Döndürme kolonlarını 16.000 G'de 30 saniye boyunca dört santigrat derecede santrifüjleyin. Daha sonra akışı atın ve 400 mikrolitre RNA hazırlama tamponunu döndürme kolonuna pipetleyin. Kolonları tekrar santrifüjledikten sonra akışı boşaltın.

Döndürme kolonuna 700 mikrolitre RNA yıkama tamponu ekleyin. Son yıkama tamamlandıktan ve akış atıldıktan sonra, sıkma kolonunun kuru olduğundan emin olmak için bir kez daha 16.000 G'de 30 saniye boyunca dört santigrat derecede santrifüjleyin. Kurutulmuş döndürme kolonunu yeni, temiz ve etiketli 1,5 mililitrelik mikro santrifüj tüpüne taşıyın.

Daha sonra 15 mikrolitre RNaz içermeyen suyu doğrudan membran filtreye pipetleyin ve oda sıcaklığında iki dakika inkübe edin. Saflaştırılmış RNA'yı ayrıştırmak için spin kolonunu 16.000 G'de son bir kez dört santigrat derecede 30 saniye santrifüjleyin. Şimdi döndürme sütunlarını çıkarın ve atın.
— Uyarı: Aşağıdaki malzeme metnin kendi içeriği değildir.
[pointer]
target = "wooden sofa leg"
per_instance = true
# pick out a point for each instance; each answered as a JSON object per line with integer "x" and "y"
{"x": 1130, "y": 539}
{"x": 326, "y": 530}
Saflaştırılmış RNA, mikro santrifüj tüplerinde toplanan sıvıda bulunacaktır. Yeniden çözünürlüğü teşvik etmek için RNA örneklerini 55 ila 65 santigrat derecede 10 dakika inkübe edin. Isıtma adımını takiben numuneleri hemen buzun üzerine yerleştirin.

Numuneleri eksi 80 santigrat derecede saklayın. İzole epitel ile lif hücre yığın kütlesi arasında diferansiyel gen ekspresyonları gözlendi. Connexin 43 olarak da bilinen Gja1 geni, esas olarak epitel hücrelerinde eksprese edildi.

Buna karşılık, connexin 46'yı kodlayan Gja3 geni, lif hücrelerinde daha yüksek ekspresyona sahipti. Gja8 veya connexin 50, hem epitel hem de lif hücrelerinde eksprese edildi. E-kaderini kodlayan Cdh1 ekspresyonu epitel hücrelerinde yüksekken, N-kaderini kodlayan Cdh2 ekspresyonu hem epitel hücrelerinde hem de lif hücrelerinde saptandı.

Pax6 ekspresyonu epitel hücrelerinde güçlü bir şekilde zenginleştirilmişti ve lif hücrelerinde neredeyse yoktu. Buna karşılık, gama S kristalin proteinini kodlayan Crygs geni, epitel hücrelerine kıyasla lif hücrelerinde oldukça yüksek ekspresyon sergiledi.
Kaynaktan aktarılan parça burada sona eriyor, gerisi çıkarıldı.